I think this statement is the answer. This pt had the right to refuse. The student could have gained compliance simply by waiting or having someone else give the meds.

I am an EEN in Australia, I have worked in Aged Care (Dementia) and am currently in the Hospital system. My son has mental health issues and requires medication to remain stable .. he lives away from home and has been institutionalised on the odd occassion.

As a nurse, I can usually get a dementia pt to take their med's. At times, we have hidden the medication, but ONLY with families permission. It takes 10 minutes to make a phone call, not usually a life and death situation with regular medications. The Nursing Home usually get's family to sign a form when the resident is being admitted. That's for a dementia patient.

For a regular Nursing Home patient who is A & O, they too sign an agreement, saying *(loosely) they will do what the nursing staff recommend **...blah...blah...blah ** .........the nurses backside is thereby *covered*. Then there is ME. I have told my kids, when I am ready for a Nursing Home, I want ALL medications ceased so I may die a natural death sooner rather than later (....cause I sure as heck don't want to be one of those bed-bound miserable souls stuck in a personal hell -- thankyou very much ..) I look forward to the battle with the Care Nurse Coordinator over THAT debate! (the less tablets they give out, the less funding they get for that patient .. they won't like me .. ha ha) I'm like the MS guy, I want control of something as my world implodes around me.
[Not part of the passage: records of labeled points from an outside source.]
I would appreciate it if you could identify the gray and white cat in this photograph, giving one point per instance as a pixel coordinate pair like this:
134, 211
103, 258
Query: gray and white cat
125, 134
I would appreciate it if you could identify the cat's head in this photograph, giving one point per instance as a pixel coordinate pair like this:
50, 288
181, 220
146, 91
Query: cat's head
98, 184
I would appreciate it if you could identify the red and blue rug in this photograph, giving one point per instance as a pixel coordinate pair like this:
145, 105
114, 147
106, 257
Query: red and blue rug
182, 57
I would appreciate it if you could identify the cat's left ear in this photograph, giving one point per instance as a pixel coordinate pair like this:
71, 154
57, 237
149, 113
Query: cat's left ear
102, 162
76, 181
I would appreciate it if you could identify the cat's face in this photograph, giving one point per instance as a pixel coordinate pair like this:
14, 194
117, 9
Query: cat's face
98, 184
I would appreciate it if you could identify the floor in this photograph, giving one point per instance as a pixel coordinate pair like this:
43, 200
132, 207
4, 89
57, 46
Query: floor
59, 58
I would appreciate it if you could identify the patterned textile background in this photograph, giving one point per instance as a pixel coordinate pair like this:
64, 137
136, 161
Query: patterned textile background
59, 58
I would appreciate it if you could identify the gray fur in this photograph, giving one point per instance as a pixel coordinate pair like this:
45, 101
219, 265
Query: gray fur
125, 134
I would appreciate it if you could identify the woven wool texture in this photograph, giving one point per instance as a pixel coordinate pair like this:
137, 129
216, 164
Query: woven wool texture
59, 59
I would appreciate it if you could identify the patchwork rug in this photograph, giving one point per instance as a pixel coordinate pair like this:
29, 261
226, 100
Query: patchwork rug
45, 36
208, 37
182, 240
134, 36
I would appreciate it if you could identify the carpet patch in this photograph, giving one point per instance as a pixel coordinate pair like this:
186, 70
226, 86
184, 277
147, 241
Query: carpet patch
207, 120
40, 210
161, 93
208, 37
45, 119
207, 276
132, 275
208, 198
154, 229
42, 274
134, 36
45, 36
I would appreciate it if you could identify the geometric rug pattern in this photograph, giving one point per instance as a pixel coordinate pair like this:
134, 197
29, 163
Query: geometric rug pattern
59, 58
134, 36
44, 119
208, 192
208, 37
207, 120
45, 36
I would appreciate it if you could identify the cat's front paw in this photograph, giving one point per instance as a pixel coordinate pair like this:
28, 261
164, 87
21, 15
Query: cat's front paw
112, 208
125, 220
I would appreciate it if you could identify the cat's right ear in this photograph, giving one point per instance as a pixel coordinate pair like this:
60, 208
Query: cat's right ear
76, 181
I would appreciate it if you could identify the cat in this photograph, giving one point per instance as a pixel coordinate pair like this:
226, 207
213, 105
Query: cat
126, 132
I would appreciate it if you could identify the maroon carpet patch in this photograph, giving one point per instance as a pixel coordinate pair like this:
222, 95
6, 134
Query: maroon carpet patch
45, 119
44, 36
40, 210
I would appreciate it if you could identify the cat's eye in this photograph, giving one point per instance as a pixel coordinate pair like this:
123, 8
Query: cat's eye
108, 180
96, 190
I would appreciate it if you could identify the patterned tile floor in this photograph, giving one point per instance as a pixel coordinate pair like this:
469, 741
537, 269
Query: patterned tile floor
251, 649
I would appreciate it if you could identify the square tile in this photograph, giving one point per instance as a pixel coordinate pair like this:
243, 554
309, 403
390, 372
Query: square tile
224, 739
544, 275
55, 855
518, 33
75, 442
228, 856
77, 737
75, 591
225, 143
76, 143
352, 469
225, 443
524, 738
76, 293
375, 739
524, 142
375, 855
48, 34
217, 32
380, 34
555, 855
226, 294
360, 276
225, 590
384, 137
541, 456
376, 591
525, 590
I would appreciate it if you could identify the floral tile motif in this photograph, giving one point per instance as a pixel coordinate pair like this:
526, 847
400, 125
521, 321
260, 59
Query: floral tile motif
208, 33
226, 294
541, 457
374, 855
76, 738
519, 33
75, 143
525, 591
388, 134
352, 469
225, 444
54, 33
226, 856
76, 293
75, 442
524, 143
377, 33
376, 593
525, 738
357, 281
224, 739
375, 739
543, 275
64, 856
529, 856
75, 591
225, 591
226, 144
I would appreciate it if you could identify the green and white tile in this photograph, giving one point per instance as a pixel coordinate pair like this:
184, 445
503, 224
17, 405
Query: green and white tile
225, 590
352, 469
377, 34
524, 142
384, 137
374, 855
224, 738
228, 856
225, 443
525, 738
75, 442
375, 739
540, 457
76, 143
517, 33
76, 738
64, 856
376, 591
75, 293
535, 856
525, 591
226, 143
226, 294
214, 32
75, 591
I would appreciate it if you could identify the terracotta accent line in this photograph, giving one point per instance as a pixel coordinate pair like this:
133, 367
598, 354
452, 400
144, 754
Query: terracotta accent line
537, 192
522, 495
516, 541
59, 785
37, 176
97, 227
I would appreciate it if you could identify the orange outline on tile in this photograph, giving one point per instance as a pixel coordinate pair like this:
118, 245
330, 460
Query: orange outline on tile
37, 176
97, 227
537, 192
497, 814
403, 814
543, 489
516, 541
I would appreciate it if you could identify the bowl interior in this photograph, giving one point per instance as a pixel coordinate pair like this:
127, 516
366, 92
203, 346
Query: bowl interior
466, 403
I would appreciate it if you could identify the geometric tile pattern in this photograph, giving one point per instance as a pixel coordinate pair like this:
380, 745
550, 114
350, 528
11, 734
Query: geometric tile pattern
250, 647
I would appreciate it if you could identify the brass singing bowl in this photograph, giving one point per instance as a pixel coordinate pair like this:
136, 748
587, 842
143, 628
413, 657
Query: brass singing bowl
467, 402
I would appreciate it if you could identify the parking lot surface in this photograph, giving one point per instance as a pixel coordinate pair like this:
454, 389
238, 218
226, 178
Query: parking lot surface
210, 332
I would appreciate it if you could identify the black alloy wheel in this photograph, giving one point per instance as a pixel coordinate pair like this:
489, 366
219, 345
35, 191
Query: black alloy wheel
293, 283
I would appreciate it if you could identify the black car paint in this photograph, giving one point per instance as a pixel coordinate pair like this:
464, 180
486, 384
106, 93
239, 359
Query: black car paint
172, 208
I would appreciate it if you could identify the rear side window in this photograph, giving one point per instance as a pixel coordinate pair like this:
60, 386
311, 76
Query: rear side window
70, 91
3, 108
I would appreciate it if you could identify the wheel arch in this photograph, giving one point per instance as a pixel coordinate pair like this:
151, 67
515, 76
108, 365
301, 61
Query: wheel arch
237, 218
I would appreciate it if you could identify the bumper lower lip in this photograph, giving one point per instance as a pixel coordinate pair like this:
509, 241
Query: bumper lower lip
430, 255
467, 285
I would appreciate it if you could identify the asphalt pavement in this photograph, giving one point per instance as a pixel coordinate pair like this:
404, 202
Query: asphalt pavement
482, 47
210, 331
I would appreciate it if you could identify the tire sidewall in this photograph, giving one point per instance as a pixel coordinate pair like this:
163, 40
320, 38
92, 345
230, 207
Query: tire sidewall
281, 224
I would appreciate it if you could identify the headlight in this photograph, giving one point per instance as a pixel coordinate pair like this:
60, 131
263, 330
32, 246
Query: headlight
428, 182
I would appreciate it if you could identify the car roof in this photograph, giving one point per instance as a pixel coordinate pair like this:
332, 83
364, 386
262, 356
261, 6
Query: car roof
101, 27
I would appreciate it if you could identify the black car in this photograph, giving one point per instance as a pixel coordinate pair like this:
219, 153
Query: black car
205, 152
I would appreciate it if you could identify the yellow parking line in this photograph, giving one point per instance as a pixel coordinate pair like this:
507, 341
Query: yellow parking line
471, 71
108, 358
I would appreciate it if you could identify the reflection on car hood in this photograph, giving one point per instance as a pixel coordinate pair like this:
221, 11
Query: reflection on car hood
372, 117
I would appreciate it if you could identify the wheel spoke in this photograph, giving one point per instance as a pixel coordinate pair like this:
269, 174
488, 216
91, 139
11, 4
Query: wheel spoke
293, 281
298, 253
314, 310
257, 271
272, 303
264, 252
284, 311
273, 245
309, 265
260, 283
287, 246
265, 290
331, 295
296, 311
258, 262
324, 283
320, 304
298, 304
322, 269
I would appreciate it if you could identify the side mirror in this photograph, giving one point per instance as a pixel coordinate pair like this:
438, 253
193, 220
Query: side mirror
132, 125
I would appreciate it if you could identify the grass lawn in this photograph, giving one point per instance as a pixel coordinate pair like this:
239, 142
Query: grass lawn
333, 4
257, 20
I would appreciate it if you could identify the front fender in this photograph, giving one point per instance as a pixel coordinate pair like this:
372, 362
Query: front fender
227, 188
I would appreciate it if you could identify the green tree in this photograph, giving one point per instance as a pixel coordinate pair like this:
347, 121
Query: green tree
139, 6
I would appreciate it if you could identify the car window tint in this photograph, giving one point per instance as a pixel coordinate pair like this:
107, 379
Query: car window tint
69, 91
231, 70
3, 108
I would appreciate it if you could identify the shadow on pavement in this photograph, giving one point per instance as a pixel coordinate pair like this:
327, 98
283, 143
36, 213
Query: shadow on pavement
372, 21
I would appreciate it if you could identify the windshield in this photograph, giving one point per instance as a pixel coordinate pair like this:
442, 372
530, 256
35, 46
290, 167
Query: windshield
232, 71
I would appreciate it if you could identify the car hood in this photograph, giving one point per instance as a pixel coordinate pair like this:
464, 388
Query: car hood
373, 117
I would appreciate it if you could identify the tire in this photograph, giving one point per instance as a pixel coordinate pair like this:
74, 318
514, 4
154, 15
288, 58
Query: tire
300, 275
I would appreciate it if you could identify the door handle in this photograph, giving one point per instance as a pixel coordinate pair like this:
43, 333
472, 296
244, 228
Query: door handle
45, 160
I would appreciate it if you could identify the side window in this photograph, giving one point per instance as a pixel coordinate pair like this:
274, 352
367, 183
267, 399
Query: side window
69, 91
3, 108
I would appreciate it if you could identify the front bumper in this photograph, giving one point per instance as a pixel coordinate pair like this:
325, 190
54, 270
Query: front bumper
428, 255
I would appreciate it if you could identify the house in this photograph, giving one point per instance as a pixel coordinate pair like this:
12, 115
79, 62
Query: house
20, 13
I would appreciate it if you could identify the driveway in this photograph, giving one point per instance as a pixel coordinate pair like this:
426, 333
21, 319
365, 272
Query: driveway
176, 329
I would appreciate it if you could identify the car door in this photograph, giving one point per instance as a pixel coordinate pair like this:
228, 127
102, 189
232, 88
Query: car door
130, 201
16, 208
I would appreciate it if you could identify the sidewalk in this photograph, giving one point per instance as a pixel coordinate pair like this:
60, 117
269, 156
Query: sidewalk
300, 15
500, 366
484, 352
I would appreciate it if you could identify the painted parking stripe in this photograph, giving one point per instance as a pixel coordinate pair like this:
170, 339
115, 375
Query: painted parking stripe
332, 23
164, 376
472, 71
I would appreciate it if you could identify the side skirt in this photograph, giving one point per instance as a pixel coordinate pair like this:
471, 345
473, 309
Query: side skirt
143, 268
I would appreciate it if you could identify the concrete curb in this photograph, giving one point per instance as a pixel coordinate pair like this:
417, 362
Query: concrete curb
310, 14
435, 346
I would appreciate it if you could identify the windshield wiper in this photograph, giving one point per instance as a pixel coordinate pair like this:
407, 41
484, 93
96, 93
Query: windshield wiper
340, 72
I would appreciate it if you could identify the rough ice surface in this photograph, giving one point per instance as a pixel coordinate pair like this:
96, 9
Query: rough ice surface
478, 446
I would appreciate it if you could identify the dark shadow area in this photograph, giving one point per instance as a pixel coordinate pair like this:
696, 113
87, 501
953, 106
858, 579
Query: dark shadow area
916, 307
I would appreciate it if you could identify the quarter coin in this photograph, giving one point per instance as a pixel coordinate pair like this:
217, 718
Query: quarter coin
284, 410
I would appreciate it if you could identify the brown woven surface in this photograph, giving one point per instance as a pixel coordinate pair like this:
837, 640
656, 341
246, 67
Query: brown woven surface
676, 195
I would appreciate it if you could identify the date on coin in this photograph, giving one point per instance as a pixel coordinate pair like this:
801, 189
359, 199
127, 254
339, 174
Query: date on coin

And then there is my son, who, at 18, is A & O and of *reasonably* sound mind who needs his medications regularly and who, for some odd reason, had a bit of a melt-down and defied the nursing staff, who then, WITHOUT my permission (as his mother and this was before he turned 18 which is an adult in our country) held him down and gave him IMI's of some anti psychotic meds to simply make him *STOP* (the 2nd one worked) because we have a ZERO tolerance level of being abused by patients and the law cover's our butts (mostly) in those circumstances. He has since learnt that taking those 2 little tabs at night are much better than being held down and *stabbed*.

The *books* give you information, but life skills gives you skills. We, as nurses, have a duty of care to our patients/charges and it's how we interpret our duty of care. Of course, before anything else is done, I would double check with a senior nurse, give my reasons and discuss the issues before I took it upon myself, I have had this debate before with an RN who wanted to sedate my demented patient and I felt it unnecessary as long as he could wander and we kept our distance. My tact worked, he tired himself out quicker and went to bed like a kitten with no drama's.